Dear Commons Community,
The New York Times has a featured article this morning commenting on the state of City University funding woes in light of the fact that Michelle Obama will be delivering the commencement address at City College on Friday. Here is an excerpt:
“On Friday, Michelle Obama will deliver a commencement address at the college, a flagship school of the City University of New York system, which is the largest urban public university in the country. She is likely to celebrate its proud legacy of creating opportunity for New York’s striving class.
Established in 1847 as the Free Academy of New York to educate “the children of the whole people,” as its founder Townsend Harris said, City College has been called “the poor man’s Harvard.” Tuition-free until 1976, it has produced 10 Nobel Prize winners. It was a hotbed of Jewish intellectuals in the 1930s, and today it welcomes the ambitious children of families from around the world, many of them poor and working class.
But any evocation of the past by Ms. Obama will mask a troubled present.
“We have gone backwards,” said Frederick R. Brodzinski, a senior administrator and adjunct professor in computer science who plans to retire in September after 30 years at the university. “Morale is horrible on campus. There are too many highly paid administrators, and there’s a lack of clear leadership. We have stepped down on the ladder that we were climbing for about 10 years.”
The troubles at City College, and throughout the entire CUNY system, are representative of a funding crisis that has been building at public universities across the country. Even as the role of higher education as an engine of economic mobility has become increasingly vital, governments have been pulling back their support.
Since the 2008 recession, states have reduced spending on public higher education by 17 percent per student, while tuition has risen by 33 percent, according to a recent report by the nonpartisan Center on Budget and Policy Priorities.
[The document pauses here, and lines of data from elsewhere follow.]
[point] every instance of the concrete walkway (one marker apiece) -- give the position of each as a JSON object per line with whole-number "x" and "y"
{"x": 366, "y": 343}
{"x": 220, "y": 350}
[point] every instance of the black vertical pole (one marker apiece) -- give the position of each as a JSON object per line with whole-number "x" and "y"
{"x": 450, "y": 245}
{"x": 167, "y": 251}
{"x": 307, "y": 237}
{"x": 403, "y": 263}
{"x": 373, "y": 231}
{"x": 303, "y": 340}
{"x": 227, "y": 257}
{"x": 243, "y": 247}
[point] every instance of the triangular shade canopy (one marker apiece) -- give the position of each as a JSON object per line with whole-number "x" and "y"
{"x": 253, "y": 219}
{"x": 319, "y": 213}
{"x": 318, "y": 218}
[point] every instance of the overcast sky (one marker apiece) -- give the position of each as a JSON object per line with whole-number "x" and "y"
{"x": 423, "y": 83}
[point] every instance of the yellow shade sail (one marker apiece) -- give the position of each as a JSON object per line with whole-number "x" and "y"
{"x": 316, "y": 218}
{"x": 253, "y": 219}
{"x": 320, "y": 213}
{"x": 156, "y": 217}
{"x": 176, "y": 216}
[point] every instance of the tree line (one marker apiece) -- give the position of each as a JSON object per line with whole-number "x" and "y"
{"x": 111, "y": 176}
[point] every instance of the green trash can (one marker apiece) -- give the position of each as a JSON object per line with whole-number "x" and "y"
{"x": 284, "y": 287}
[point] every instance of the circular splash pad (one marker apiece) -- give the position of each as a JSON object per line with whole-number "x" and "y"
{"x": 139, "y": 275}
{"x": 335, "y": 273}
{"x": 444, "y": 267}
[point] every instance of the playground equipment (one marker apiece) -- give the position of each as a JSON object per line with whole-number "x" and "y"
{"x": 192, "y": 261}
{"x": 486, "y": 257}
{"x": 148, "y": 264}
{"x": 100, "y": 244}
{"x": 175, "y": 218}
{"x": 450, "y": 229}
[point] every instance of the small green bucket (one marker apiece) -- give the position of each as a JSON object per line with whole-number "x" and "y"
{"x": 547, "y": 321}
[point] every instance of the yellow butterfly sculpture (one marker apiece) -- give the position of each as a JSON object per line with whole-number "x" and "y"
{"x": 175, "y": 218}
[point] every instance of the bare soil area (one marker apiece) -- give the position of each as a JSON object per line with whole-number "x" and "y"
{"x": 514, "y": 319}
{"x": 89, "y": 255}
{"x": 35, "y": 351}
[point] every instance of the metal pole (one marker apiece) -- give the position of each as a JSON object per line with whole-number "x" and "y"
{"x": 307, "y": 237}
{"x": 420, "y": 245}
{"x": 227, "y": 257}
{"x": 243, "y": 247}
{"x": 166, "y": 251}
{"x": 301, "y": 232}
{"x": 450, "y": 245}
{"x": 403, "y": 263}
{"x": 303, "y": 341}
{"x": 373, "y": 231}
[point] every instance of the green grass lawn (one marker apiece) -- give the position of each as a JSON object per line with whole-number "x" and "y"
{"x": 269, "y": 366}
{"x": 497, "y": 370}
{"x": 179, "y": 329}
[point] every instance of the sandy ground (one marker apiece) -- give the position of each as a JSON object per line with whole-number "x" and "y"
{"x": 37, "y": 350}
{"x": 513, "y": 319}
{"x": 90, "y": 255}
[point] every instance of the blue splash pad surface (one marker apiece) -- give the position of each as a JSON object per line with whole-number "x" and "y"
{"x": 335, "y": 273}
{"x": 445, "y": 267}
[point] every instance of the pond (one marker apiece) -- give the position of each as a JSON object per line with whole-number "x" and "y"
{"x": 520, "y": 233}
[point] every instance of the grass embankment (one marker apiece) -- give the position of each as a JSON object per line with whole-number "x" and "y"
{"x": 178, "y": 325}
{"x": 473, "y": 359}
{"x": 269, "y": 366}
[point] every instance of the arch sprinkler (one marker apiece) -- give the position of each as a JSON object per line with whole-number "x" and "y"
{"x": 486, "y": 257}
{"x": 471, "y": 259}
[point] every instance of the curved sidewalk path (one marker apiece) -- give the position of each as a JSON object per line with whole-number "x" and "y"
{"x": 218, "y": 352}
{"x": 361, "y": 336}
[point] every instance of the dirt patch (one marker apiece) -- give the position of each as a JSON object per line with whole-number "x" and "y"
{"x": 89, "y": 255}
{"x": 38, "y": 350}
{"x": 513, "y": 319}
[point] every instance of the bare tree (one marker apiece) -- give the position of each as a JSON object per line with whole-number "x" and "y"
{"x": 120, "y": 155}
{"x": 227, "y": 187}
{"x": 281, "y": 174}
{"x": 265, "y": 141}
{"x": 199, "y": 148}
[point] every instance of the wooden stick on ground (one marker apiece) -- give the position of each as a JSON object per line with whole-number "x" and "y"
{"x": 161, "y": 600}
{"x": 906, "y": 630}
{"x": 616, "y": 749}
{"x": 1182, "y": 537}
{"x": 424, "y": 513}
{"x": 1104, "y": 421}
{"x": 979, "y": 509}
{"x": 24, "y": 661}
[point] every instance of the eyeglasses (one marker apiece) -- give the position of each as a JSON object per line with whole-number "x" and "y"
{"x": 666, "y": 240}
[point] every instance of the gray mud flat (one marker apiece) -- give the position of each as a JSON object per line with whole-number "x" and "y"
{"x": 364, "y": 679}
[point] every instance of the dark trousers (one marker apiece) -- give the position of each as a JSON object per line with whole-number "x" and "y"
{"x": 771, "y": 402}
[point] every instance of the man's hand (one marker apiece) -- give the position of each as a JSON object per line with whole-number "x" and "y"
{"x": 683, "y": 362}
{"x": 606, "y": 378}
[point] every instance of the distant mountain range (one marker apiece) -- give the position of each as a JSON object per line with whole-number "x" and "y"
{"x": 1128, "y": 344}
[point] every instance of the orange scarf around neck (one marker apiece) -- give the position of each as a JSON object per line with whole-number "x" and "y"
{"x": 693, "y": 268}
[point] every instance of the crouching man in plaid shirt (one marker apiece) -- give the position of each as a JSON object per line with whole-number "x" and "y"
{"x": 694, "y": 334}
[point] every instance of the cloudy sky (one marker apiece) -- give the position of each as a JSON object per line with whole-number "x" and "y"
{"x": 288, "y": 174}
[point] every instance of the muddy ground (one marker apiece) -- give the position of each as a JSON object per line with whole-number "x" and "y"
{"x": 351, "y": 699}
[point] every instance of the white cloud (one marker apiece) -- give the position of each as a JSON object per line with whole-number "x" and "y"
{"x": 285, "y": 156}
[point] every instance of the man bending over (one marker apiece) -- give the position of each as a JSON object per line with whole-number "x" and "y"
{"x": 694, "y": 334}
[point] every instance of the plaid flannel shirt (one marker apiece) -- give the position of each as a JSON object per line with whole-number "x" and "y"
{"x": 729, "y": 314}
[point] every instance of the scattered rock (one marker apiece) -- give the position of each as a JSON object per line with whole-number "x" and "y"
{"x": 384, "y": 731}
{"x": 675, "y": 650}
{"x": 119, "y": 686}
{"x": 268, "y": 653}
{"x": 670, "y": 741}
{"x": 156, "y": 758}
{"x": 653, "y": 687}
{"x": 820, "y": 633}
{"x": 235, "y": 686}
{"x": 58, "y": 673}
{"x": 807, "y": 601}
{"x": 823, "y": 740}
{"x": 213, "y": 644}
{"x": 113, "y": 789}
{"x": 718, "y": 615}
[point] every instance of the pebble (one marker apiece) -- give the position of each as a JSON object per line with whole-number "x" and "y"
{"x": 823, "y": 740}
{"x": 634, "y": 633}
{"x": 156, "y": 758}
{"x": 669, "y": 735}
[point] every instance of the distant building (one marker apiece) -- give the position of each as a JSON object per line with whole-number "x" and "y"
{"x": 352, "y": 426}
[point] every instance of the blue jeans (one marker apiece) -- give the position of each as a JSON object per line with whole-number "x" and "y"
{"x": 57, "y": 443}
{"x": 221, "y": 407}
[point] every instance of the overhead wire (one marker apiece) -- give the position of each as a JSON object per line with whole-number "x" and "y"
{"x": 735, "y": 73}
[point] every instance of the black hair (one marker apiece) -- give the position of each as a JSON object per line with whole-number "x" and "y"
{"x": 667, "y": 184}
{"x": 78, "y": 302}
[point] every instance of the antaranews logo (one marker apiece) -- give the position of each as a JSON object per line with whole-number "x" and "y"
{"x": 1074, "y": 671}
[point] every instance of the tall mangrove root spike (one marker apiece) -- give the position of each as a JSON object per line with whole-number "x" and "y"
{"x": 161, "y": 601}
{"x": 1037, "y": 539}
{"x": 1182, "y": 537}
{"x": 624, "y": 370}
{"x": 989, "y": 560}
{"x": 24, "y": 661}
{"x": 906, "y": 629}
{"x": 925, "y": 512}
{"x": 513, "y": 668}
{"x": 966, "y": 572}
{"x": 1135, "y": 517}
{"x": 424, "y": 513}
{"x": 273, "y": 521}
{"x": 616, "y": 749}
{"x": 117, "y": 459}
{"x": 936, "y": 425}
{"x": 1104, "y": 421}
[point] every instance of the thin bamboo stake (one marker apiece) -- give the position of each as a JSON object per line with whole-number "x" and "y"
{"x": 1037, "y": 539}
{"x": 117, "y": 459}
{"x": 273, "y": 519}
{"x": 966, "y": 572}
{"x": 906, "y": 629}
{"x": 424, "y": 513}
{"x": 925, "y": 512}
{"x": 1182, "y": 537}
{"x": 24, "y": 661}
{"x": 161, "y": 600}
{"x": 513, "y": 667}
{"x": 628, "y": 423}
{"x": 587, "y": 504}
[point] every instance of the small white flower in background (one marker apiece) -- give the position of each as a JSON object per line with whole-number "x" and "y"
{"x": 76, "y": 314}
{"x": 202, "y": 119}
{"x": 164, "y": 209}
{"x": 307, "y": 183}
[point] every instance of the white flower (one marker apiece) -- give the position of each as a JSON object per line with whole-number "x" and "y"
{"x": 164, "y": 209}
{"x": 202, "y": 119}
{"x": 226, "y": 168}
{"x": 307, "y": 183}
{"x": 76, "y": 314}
Arizona is spending 56 percent less, while students are paying 88 percent more. In Louisiana, students are spending 80 percent more on tuition, while state funding has been cut by 39 percent.”
CUNY, a collection of 24 community, undergraduate and graduate schools, where 45,000 employees help to educate 274,000 students annually, has been caught in the political feud between Mayor Bill de Blasio and Gov. Andrew M. Cuomo, both Democrats.
The governor proposed shifting some $485 million in costs to New York City from the state, which has paid for the bulk of the senior colleges since a fiscal crisis in the 1970s. The city eventually won, but the governor’s $1.6 billion appropriation did little to stem the chronic underfunding of the system.”
The last point is critical in the discussion of CUNY’s funding. While the article rightfully points out that state financing of public higher education has been declining for the past decade across the country, here in New York, CUNY specifically has been used as a pawn in a political battle. Governor Andrew Cuomo in particular has decided to use CUNY as a whipping post for his personal vendetta against Mayor Bill de Blasio. It is a shame that two Democratic Party leaders cannot put their personal feud aside for the good of the 500,000 students presently enrolled at CUNY. It makes them look petty and vengeful and not as champions of the needs of the people of our state and city.